Non esiste più una separazione netta tra produzione e consumo, tra bisogno e attività per realizzarlo. La sua realizzazione è simultanea e contestuale alla produzione stessa di valore, è comunque lavoro e dunque pluslavoro dilatato a ogni ambito dell'esistenza, anche dentro la propria stanza e davanti al computer, nella chat e nell'acquisto di beni online, o nell'e-mail che spiega all'amico come funziona quel dato applicativo.

A differenza della concentrazione del lavoro in dato luogo, la fabbrica e con date macchine, questo lavoro e pluslavoro non sono commensurabili: sono saltati i parametri del profitto, nella quantità, poiché la qualità è differente: è totale, è assoluta.

In realtà già con la fabrica dell'800 e via via con lo sviluppo del capitalismo e dell'industria, con il taylorismo, assistevamo a una riproduzione della forza lavoro che andava oltre la giornata lavorativa stessa: nel lavoro di riproduzione della forza lavoro fuori dalla fabbrica, in famiglia, della produzione della prole.
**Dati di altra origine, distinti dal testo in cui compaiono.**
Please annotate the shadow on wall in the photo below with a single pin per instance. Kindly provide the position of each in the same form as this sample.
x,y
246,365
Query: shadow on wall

Ma era chiaro e quantificabile il lavoro occorrente per riprodurre la forza lavoro che il capitale non pagava. Oggi il plusvaloro è polverizzato in ogni interstizio dell'esistenza, addirittura non viene neppure vissuto come tale. Ma lo è.
E la valorizzazione del capitale, necessita della valorizzazione dei suoi ... valori e simboli, liturgie e stili di vita. Questo pluslavoro non può realizzarsi senza la società del consenso e dell'adesione al pensiero unico, alle sue liturgue spettacolari. Vediamo dunque irrompere nella visione neo-marxiana e neo-operaista della riproduzione dilatata della società borghese, tutta la vitalità delle intuizioni di Guy Debord sulla società dello spettacolo.
Separare valori del lavoro e valori simbolici, atti produttivi e rappresentazioni della vita attraverso la lente distorta dello spettatore totale, diventa come ripensare alla funzione della ruota, quando da centodieci anni esistono già le autovetture.